In 1912, Aston discovered that the neon splits into two tracts, roughly corresponding to atomic mass 20 and 22. He named the mass 22 one "meta-neon", a name he took from Occult Chemistry.

First World War stalled and delayed his research on providing experimental proof for the existence of isotopes by mass spectroscopy and during the war, Aston worked at the Royal Aircraft Establishment in Farnborough as a Technical Assistant working on aeronautical coatings.

After the war, he returned to research at the Cavendish Laboratory in Cambridge and completed building his first mass spectrograph that he reported on in 1919. Subsequent improvements in the instrument led to the development of a second and third instrument of improved mass resolving power and mass accuracy.

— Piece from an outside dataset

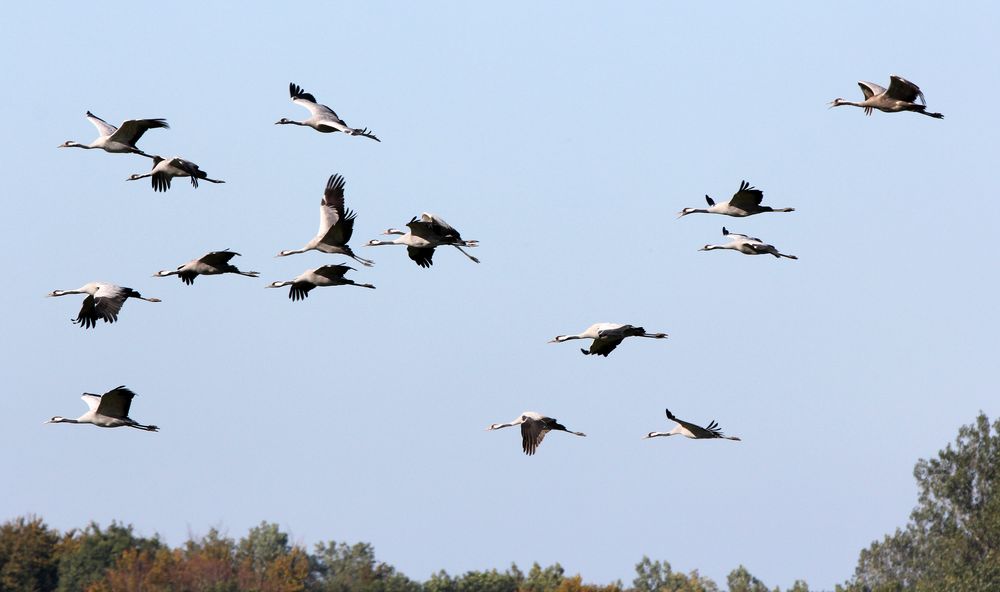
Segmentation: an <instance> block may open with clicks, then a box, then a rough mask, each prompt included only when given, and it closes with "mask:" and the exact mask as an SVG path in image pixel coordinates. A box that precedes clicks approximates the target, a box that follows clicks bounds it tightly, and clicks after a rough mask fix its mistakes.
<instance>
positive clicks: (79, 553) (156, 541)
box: [56, 522, 162, 592]
mask: <svg viewBox="0 0 1000 592" xmlns="http://www.w3.org/2000/svg"><path fill="white" fill-rule="evenodd" d="M161 546H162V544H161V543H160V541H159V539H157V538H156V537H154V538H151V539H147V538H143V537H139V536H136V535H135V533H134V532H133V529H132V525H131V524H129V525H127V526H126V525H121V524H118V523H117V522H112V523H111V524H110V525H109V526H108V527H107V529H105V530H101V527H100V526H99V525H98V524H97V523H95V522H91V523H90V524H89V525H88V526H87V527H86V528H85V529H83V530H82V531H75V530H71V531H69V532H68V533H66V535H65V537H64V538H63V540H62V542H61V544H60V554H59V586H58V587H57V588H56V590H57V591H58V592H83V591H84V590H86V589H87V587H88V586H90V585H91V584H93V583H95V582H97V581H99V580H101V579H103V578H104V575H105V574H106V573H107V571H108V569H110V568H111V567H113V566H114V565H115V561H117V559H118V558H119V557H120V556H121V554H122V552H124V551H125V550H126V549H134V550H137V551H143V550H150V551H152V550H156V549H158V548H160V547H161Z"/></svg>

These instruments employing electromagnetic focusing allowed him to identify 212 naturally occurring isotopes. In 1921, Aston became a member of the International Committee on Atomic Weights and a fellow of the Royal Society and received the Nobel Prize in Chemistry the following year.

His work on isotopes also led to his formulation of the whole number rule which states that "the mass of the oxygen isotope being defined [as 16], all the other isotopes have masses that are very nearly whole numbers", a rule that was used extensively in the development of nuclear energy. The exact mass of many isotopes was measured leading to the result that hydrogen has a 1% higher mass than expected by the average mass of the other elements. Aston speculated about the subatomic energy and the use of it in 1936.

Isotopes and Mass-spectra and Isotopes are his most well-known books.

=== Private life and death ===

In his private life, he was a sportsman, cross-country skiing and skating in winter time, during his regular visits to Switzerland and Norway; deprived of these winter sports during the First World War he started climbing. Between the ages of 20 and 25 he spent a large part of his spare time cycling. With the invention of motorised vehicles he constructed a combustion engine of his own in 1902 and participated in the Gordon Bennett auto race in Ireland in 1903. Not content with these sports he also engaged in swimming, golf, especially with Rutherford and other colleagues in Cambridge, tennis, winning some prizes at open tournaments in England, Wales and Ireland and learning surfing in Honolulu in 1909. Coming from a musical family, he was capable of playing the piano, violin and cello at a level such that he regularly played in concerts at Cambridge. He visited many places around the globe on extensive travel tours starting from 1908 with a trip to Australia and New Zealand which he visited again in 1938–1939.

Aston was a skilled photographer and interested in astronomy. He joined several expeditions to study solar eclipses in Benkoeben in 1925, Sumatra in 1932, Magog in Canada on 31 August 1932 and Kamishari Hokkaido, Japan on June19th 1936. He also planned to attend expeditions to South Africa in 1940 and Brazil in 1945 in later life. He never married.

Aston died in Cambridge on 20 November 1945 at the age of 68.

==Legacy==
The lunar crater Aston was named in his honour.

The British Mass Spectrometry Society awards the Aston Medal in his honour.